Available in VPC
This section describes how to request data supply, how to request additional data you overlooked when creating your data box, and how to subscribe to Insight Option and receive the latest data for the duration of your contract period.
Request data supply
To receive the data you applied for after your data box's access settings have been configured, submit a data supply request. Once the data supply request has been made, all external network connections will be blocked and the data you applied for will be supplied.
To request data supply, follow these steps:
- In the VPC environment of the NAVER Cloud Platform console, navigate to
> Services > Big Data & Analytics > Cloud Data Box > My Space in order. - Select the created data box and click the [Request data supply] button.

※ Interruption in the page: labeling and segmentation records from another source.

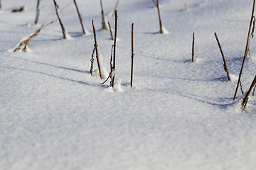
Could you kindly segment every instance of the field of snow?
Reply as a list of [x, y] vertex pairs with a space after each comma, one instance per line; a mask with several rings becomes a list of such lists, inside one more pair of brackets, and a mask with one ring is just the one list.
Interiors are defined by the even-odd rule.
[[[159, 0], [167, 34], [159, 33], [151, 0], [120, 0], [114, 89], [110, 81], [101, 84], [96, 60], [94, 76], [90, 74], [92, 20], [104, 77], [110, 72], [113, 41], [101, 30], [100, 1], [77, 0], [85, 35], [72, 1], [56, 1], [72, 38], [63, 39], [56, 21], [33, 38], [31, 52], [13, 52], [9, 50], [20, 40], [57, 16], [53, 1], [41, 1], [39, 25], [31, 26], [37, 1], [1, 1], [1, 169], [255, 169], [256, 97], [250, 96], [241, 110], [239, 88], [233, 101], [252, 0]], [[102, 3], [107, 16], [116, 0]], [[24, 11], [10, 12], [21, 6]], [[107, 19], [114, 28], [114, 17]], [[246, 58], [241, 79], [244, 91], [255, 76], [255, 39], [250, 47], [252, 59]]]

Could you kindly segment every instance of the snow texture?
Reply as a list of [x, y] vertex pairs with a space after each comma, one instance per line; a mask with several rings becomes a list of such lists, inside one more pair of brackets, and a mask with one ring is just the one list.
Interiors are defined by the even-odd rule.
[[[72, 1], [58, 1], [72, 38], [63, 40], [55, 22], [32, 39], [31, 52], [8, 50], [38, 29], [28, 26], [34, 21], [37, 1], [1, 2], [1, 170], [255, 169], [255, 96], [251, 94], [245, 109], [241, 109], [239, 87], [233, 101], [252, 0], [159, 0], [162, 26], [168, 34], [159, 33], [152, 1], [120, 1], [114, 88], [110, 80], [102, 84], [110, 72], [113, 41], [109, 32], [102, 31], [100, 1], [77, 1], [90, 33], [86, 36]], [[115, 4], [116, 0], [104, 3], [105, 13]], [[22, 6], [26, 11], [9, 12]], [[39, 25], [57, 19], [52, 1], [41, 1], [40, 9]], [[92, 20], [103, 79], [95, 57], [93, 76], [90, 74]], [[114, 17], [109, 16], [108, 21], [114, 26]], [[193, 33], [196, 61], [192, 63]], [[245, 92], [255, 76], [255, 47], [253, 38], [252, 59], [245, 59], [241, 79]]]

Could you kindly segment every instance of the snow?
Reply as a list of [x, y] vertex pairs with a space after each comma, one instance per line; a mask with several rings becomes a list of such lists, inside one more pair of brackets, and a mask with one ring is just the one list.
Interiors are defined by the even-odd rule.
[[[33, 38], [31, 52], [9, 52], [34, 33], [36, 1], [1, 1], [0, 13], [0, 167], [9, 169], [254, 169], [256, 103], [233, 101], [245, 53], [252, 0], [122, 0], [118, 8], [115, 84], [110, 73], [110, 33], [101, 30], [99, 1], [57, 1], [72, 39], [58, 22]], [[116, 0], [104, 2], [105, 13]], [[188, 11], [184, 9], [184, 4]], [[66, 6], [67, 4], [70, 4]], [[9, 12], [16, 6], [26, 11]], [[57, 19], [52, 1], [41, 2], [38, 24]], [[108, 16], [114, 28], [114, 17]], [[96, 28], [99, 76], [91, 26]], [[133, 86], [131, 25], [134, 23]], [[231, 81], [214, 37], [218, 35]], [[195, 33], [195, 62], [191, 62]], [[245, 59], [247, 91], [256, 51]]]

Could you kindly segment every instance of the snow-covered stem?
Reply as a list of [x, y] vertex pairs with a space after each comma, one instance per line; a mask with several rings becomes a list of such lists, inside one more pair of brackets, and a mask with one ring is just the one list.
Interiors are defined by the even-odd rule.
[[65, 28], [64, 28], [63, 24], [61, 22], [60, 18], [60, 16], [58, 15], [58, 8], [59, 7], [58, 7], [58, 4], [57, 4], [57, 3], [56, 3], [56, 1], [55, 0], [53, 0], [53, 3], [54, 3], [55, 8], [55, 11], [56, 11], [56, 15], [57, 15], [58, 19], [58, 21], [60, 22], [60, 27], [61, 27], [61, 29], [62, 29], [62, 31], [63, 31], [63, 38], [66, 39]]
[[35, 25], [36, 25], [38, 23], [38, 18], [39, 18], [39, 14], [40, 14], [39, 4], [40, 4], [40, 0], [38, 0], [38, 3], [37, 3], [37, 5], [36, 5]]
[[[115, 70], [115, 52], [116, 52], [116, 46], [117, 46], [117, 11], [114, 11], [115, 16], [115, 24], [114, 24], [114, 51], [113, 51], [113, 69], [114, 72]], [[114, 87], [114, 75], [112, 77], [112, 87]]]
[[94, 39], [95, 39], [95, 51], [96, 51], [96, 59], [97, 59], [97, 64], [98, 64], [100, 76], [100, 79], [102, 79], [102, 72], [101, 72], [101, 69], [100, 69], [100, 60], [99, 60], [99, 52], [98, 52], [98, 50], [97, 50], [97, 40], [96, 40], [96, 30], [95, 30], [95, 25], [94, 25], [93, 20], [92, 20], [92, 23], [93, 35], [94, 35]]
[[80, 20], [80, 23], [81, 23], [82, 33], [83, 33], [83, 34], [85, 34], [85, 28], [84, 28], [83, 24], [82, 24], [82, 16], [81, 16], [81, 14], [79, 13], [78, 6], [78, 5], [77, 5], [77, 4], [76, 4], [75, 0], [74, 0], [74, 4], [75, 4], [75, 8], [76, 8], [77, 11], [78, 11], [79, 20]]
[[238, 94], [239, 82], [241, 81], [241, 76], [242, 76], [243, 66], [244, 66], [245, 61], [245, 57], [246, 57], [246, 56], [247, 55], [247, 52], [248, 52], [249, 45], [250, 45], [250, 36], [251, 36], [251, 28], [252, 28], [252, 21], [253, 21], [253, 18], [254, 18], [253, 16], [254, 16], [255, 7], [255, 0], [253, 1], [252, 12], [251, 21], [250, 21], [250, 26], [249, 26], [249, 31], [248, 31], [247, 40], [247, 42], [246, 42], [245, 52], [245, 55], [244, 55], [244, 58], [243, 58], [242, 63], [240, 72], [239, 74], [239, 78], [238, 78], [238, 84], [237, 84], [237, 87], [236, 87], [235, 92], [233, 101], [235, 100], [235, 96], [236, 96], [236, 95]]
[[158, 11], [159, 19], [160, 33], [163, 33], [161, 21], [161, 16], [160, 16], [160, 10], [159, 10], [159, 5], [158, 0], [156, 0], [156, 7], [157, 7], [157, 11]]
[[103, 5], [102, 5], [102, 1], [100, 1], [100, 6], [102, 8], [102, 30], [107, 30], [107, 26], [106, 26], [106, 23], [105, 23], [105, 14], [104, 14], [104, 10], [103, 10]]
[[245, 108], [246, 103], [247, 103], [247, 101], [248, 101], [248, 99], [249, 99], [250, 93], [251, 92], [253, 86], [255, 85], [255, 83], [256, 83], [256, 75], [255, 75], [255, 78], [254, 78], [254, 79], [253, 79], [253, 81], [252, 81], [252, 84], [251, 84], [251, 86], [250, 86], [250, 89], [249, 89], [249, 91], [248, 91], [247, 93], [246, 94], [245, 98], [242, 99], [241, 108]]
[[193, 33], [193, 42], [192, 42], [192, 62], [194, 62], [194, 47], [195, 47], [195, 33]]
[[225, 60], [224, 53], [223, 53], [223, 50], [221, 48], [220, 41], [219, 41], [219, 40], [218, 38], [218, 35], [216, 34], [216, 33], [214, 33], [214, 35], [216, 38], [216, 40], [217, 40], [218, 46], [219, 46], [219, 48], [220, 48], [220, 52], [221, 52], [221, 55], [222, 55], [223, 59], [225, 72], [226, 72], [226, 73], [227, 73], [228, 81], [231, 81], [230, 77], [229, 74], [228, 74], [228, 66], [227, 66], [227, 64], [226, 64], [226, 62], [225, 62]]
[[134, 63], [134, 23], [132, 24], [132, 69], [131, 69], [131, 86], [132, 86], [133, 63]]
[[113, 34], [112, 33], [111, 26], [110, 22], [107, 22], [107, 24], [109, 25], [110, 31], [110, 35], [111, 35], [111, 40], [114, 40]]
[[[38, 35], [39, 32], [42, 29], [43, 29], [46, 26], [49, 26], [50, 24], [54, 23], [55, 21], [52, 21], [52, 22], [49, 23], [48, 24], [47, 24], [46, 26], [44, 26], [43, 24], [42, 26], [39, 29], [36, 30], [36, 32], [34, 33], [31, 34], [30, 35], [22, 38], [21, 40], [14, 47], [14, 50], [13, 50], [13, 51], [16, 52], [16, 51], [18, 51], [21, 49], [22, 49], [22, 50], [23, 52], [26, 52], [26, 47], [28, 45], [28, 43], [31, 40], [32, 38], [36, 37], [37, 35]], [[23, 46], [23, 45], [24, 45], [24, 47], [22, 48], [21, 46]]]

- When a data supply request window appears, enter the name of the data box and click the [OK] button.
- The data supply process takes 5 to 10 minutes. Once it is completed, the Data box status will change from Data supply requested to Data supply completed.
- The data list does not show the data provided by default. To see the detailed status of the supplied data, go to [View server details] > [Data] of the box.
- Once a data supply request has been made, all external network connections are blocked. This action is irreversible.
- Making a data supply request restarts the TensorFlow docker and the Jupyter Notebook. If you have a task in progress, complete it before submitting the request.
- If you submit a data supply request, subscribe to Insight Option, or request additional data after the data supply process has been completed, your connection to the SSL VPN and other servers will be lost. You will have to re-establish the connections after the data supply process is completed.
Add data
You can add the newest half-yearly data. While the data supply is in progress, you cannot submit a request for additional data. You can only do so after the data supply process has been completed.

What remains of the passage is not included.